Pub/Sub Lite is a low-cost google cloud streaming system with more familiar semantics to users of OSS streaming systems, exposing a partitioned log of messages for the user to interact with. We have had requests from customers to implement a Flink connector for our system to process streaming data.

Public Interfaces

This connector also introduces the following public interfaces. If any of them can be replaced by a common, generic interface that already exists, that will be done instead.

/** Extracts the timestamp from an incoming message.
 *
 *  <p>Generic to allow extraction from attributes or payload instead.
 */
public interface MessageTimestampExtractor extends Serializable {
  Instant timestamp(SequencedMessage m);

  static MessageTimestampExtractor publishTimeExtractor() { ... }
  static MessageTimestampExtractor eventTimeExtractor() { ... }
}

public interface PubsubLiteDeserializationSchema<T> extends Serializable {
  void open(DeserializationSchema.InitializationContext context) throws Exception;

  /**
   * Deserialize a Pub/Sub Lite message
   *
   * <p>If a message cannot be deserialized, the schema can either throw a exception which will
   * fail the source, or it can return null in which case the source will skip the message and
   * proceed.
   *
   * @param message The pub/sub lite message
   * @return The deserialized message as an object (null if the message cannot be deserialized).
   */
  @Nullable T deserialize(SequencedMessage message) throws Exception;

  TypeInformation<T> getProducedType();

  /** Deserialize only the data field to the destination type. */
  static <T> PubsubLiteDeserializationSchema<T> dataOnly(DeserializationSchema<T> schema) { ... }
}

public interface PubsubLiteSerializationSchema<T> extends Serializable {
  void open(SerializationSchema.InitializationContext context) throws Exception;

  PubSubMessage serialize(T value, Instant timestamp);

  /** Only populate the data field and timestamp of the produced message. */
  static <T> PubsubLiteSerializationSchema<T> dataOnly(SerializationSchema<T> schema) { ... }
}


Proposed Changes

This will initially implement a DataStream source and sink API for Pub/Sub Lite. A Table API will be considered for the future based on demand, but will initially rely on the DataStream-Table API interop.

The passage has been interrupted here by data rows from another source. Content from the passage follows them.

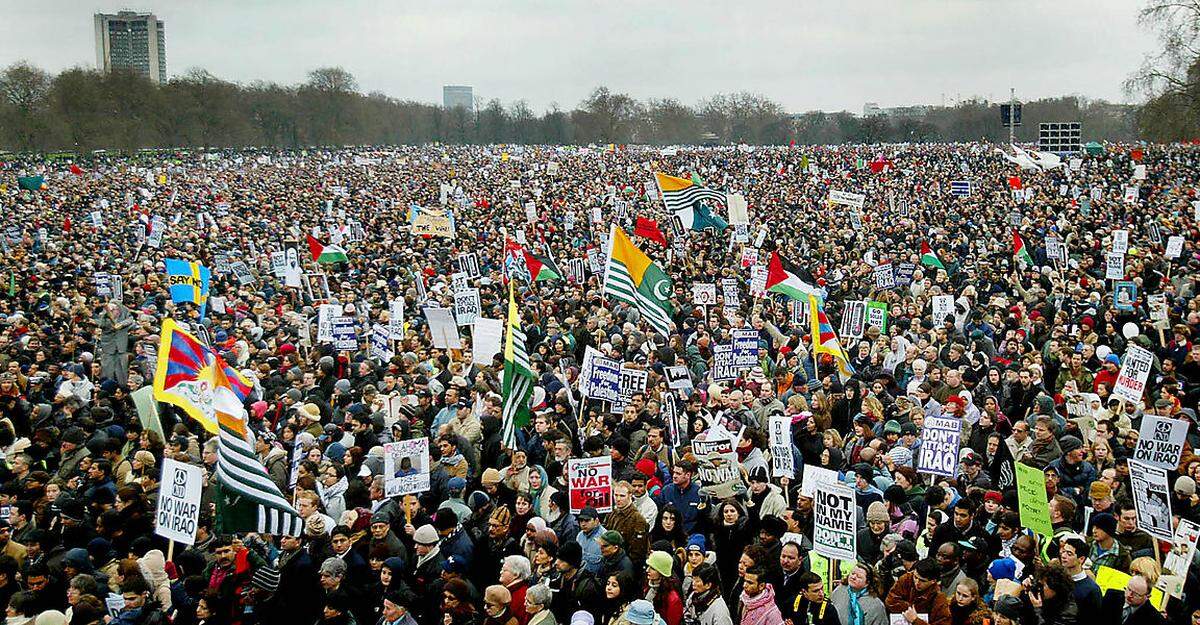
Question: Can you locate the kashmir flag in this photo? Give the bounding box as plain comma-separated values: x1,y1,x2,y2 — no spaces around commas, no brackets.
654,172,728,230
1013,230,1034,266
633,216,667,246
306,234,348,264
523,250,561,282
809,296,855,381
920,241,946,270
765,251,820,301
500,282,535,449
16,176,45,191
603,225,674,338
163,259,211,319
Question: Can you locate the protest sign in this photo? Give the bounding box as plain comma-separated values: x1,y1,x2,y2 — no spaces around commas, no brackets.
726,193,749,225
692,283,716,306
813,481,857,561
1015,462,1053,537
369,323,392,362
566,258,586,284
579,346,620,401
1129,459,1173,541
472,318,503,367
95,272,112,298
1045,235,1065,263
740,247,759,267
828,190,865,209
873,263,895,290
1148,294,1168,326
1112,229,1129,253
316,303,339,342
931,295,954,325
451,272,470,294
230,261,254,285
721,278,740,307
1114,281,1137,311
147,216,165,248
618,366,648,397
664,365,693,390
800,464,839,498
384,438,431,497
454,253,481,279
732,328,759,369
1157,518,1200,598
916,416,962,478
839,300,866,339
454,288,481,326
568,456,613,513
866,301,888,332
154,458,203,545
331,316,357,351
895,262,916,286
284,248,302,287
388,298,405,339
769,416,795,479
693,435,739,494
1105,252,1125,279
790,298,809,328
270,251,287,278
1134,415,1188,471
423,307,462,349
1113,345,1154,404
410,206,456,238
1165,235,1184,259
711,343,738,381
749,265,767,297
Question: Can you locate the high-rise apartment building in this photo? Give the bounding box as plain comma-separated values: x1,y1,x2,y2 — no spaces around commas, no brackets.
95,12,166,84
443,85,474,111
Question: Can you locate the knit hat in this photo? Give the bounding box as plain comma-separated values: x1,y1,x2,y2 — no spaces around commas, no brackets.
646,551,673,578
1090,512,1118,537
994,595,1022,620
866,501,888,523
600,530,624,547
299,403,322,422
748,466,769,483
988,558,1017,581
484,584,511,606
570,612,595,625
558,541,583,569
481,467,503,485
626,600,660,625
413,524,439,545
1176,476,1197,496
1060,435,1083,454
250,565,280,594
1089,481,1112,500
686,534,707,554
883,420,901,434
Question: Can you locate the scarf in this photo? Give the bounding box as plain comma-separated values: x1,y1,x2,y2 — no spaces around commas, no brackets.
846,587,867,625
320,477,348,506
440,453,464,467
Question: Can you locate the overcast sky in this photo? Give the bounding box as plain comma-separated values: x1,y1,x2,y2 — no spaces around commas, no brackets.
6,1,1157,114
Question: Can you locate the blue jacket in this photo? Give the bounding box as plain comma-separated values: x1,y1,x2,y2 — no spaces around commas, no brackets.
439,528,476,569
577,524,607,574
1046,457,1096,501
655,479,702,533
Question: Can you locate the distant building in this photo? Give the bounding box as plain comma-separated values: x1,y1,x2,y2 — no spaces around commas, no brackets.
95,11,167,84
863,102,932,119
443,85,474,111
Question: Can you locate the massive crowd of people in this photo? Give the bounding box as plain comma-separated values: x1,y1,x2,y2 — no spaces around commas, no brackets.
0,140,1196,625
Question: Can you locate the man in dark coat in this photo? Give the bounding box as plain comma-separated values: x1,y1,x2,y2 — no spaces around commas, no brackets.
1098,575,1166,625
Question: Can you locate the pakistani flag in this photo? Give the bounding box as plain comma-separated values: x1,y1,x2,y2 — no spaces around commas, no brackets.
603,225,674,338
765,251,820,301
920,241,945,270
306,234,349,264
1013,230,1034,266
500,282,535,449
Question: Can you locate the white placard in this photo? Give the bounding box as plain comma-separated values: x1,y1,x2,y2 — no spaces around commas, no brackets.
1165,236,1184,259
769,416,794,479
1129,459,1173,541
1113,345,1154,404
389,298,405,339
454,288,480,326
384,438,431,497
1112,230,1130,254
693,283,717,306
814,481,857,561
472,317,503,367
828,190,865,209
932,295,954,325
1105,253,1125,280
423,307,463,349
154,458,203,545
1133,415,1189,470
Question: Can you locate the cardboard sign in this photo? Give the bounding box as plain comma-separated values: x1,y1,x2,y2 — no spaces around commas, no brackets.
711,343,738,381
664,365,693,390
692,283,717,306
769,416,795,479
1129,459,1173,541
813,481,857,561
579,346,620,402
1015,462,1053,537
618,366,648,397
873,263,895,290
828,190,865,209
332,316,357,351
839,300,866,339
423,307,462,349
471,317,503,367
1133,415,1189,470
932,295,954,325
154,458,203,545
568,456,613,513
453,288,481,326
916,416,962,478
1113,345,1154,404
384,438,431,497
866,301,888,332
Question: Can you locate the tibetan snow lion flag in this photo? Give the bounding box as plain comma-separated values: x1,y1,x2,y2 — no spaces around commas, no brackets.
153,318,253,435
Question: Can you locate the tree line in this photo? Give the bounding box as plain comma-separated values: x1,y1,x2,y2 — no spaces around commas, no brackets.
0,62,1142,152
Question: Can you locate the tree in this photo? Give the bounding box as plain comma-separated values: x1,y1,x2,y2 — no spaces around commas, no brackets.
1129,0,1200,140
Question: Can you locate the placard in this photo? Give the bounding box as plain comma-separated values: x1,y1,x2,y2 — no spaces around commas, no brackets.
664,365,693,390
693,436,739,489
270,251,287,278
370,323,393,362
1133,415,1188,470
154,458,203,545
916,416,962,478
895,262,916,286
1165,236,1184,259
749,265,767,298
873,263,895,290
450,272,470,294
1157,518,1200,598
453,288,481,326
388,298,405,339
711,343,738,381
423,307,463,349
618,366,648,397
1128,459,1173,541
839,301,866,339
732,329,760,369
316,304,339,343
1148,293,1168,325
692,283,717,306
579,346,620,401
1105,252,1125,280
769,416,795,479
866,301,888,333
472,317,503,367
932,294,954,325
1113,345,1154,404
800,465,839,499
1015,462,1053,537
1112,229,1129,253
1114,281,1137,312
384,438,431,497
813,481,857,561
230,261,254,285
568,456,613,513
828,190,866,209
721,278,740,308
332,316,357,351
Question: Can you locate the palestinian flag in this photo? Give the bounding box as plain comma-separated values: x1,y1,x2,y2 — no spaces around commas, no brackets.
500,281,534,449
523,251,561,281
765,251,819,301
306,234,348,264
920,241,945,270
1013,230,1034,266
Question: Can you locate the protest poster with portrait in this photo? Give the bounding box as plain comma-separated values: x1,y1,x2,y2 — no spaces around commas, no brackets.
1129,459,1173,541
384,438,431,497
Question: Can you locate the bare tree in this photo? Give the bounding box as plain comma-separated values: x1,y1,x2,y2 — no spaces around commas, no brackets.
1127,1,1200,139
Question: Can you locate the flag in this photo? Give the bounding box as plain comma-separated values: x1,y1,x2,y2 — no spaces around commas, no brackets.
503,237,531,283
7,272,14,297
500,282,534,449
1007,176,1022,190
163,259,211,319
69,164,84,176
16,176,45,191
920,241,946,270
765,251,819,301
1013,230,1034,266
868,157,892,173
63,216,71,232
809,295,855,381
306,234,348,264
603,225,675,338
654,172,727,225
1130,149,1143,162
633,216,667,246
523,251,561,282
153,319,302,536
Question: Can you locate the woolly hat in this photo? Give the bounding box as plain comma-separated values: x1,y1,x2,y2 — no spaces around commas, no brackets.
1090,512,1117,537
994,596,1022,620
557,541,583,569
413,524,439,545
1059,435,1083,454
646,551,673,578
866,501,888,523
686,534,707,554
599,530,624,547
251,565,280,594
484,584,511,606
988,558,1017,581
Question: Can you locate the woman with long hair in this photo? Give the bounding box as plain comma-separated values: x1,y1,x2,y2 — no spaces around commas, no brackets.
597,571,639,625
1087,439,1116,473
649,504,687,553
949,579,990,625
709,499,749,597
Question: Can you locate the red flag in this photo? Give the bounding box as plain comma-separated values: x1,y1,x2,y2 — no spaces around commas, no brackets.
63,217,71,232
69,164,83,176
1130,149,1144,161
868,157,892,173
633,217,667,246
1008,176,1022,190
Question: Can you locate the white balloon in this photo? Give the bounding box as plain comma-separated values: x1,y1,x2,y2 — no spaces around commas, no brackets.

The proposed implementation is staged on github.

Compatibility, Deprecation, and Migration Plan

There will be no impact on existing users.

For future users, support will be provided by the service team at the same level as other client libraries and connectors are supported. An email alias to route issues to the service team will be used to route issues from the github repo, as well as to auto-assign issues in JIRA to if possible.

Test Plan

This connector will have both unit tests for components and an integration test initially. Due to the closed-source nature of the source system, it is not possible to stand up an instance of the implementation at present. The integration test will only run when provided credentials. Standard Google Cloud Client CI (Kokoro) that has credentials will be added to the repo if that is possible- if not, tests will be manually run before each release, and continually run in a separate repo.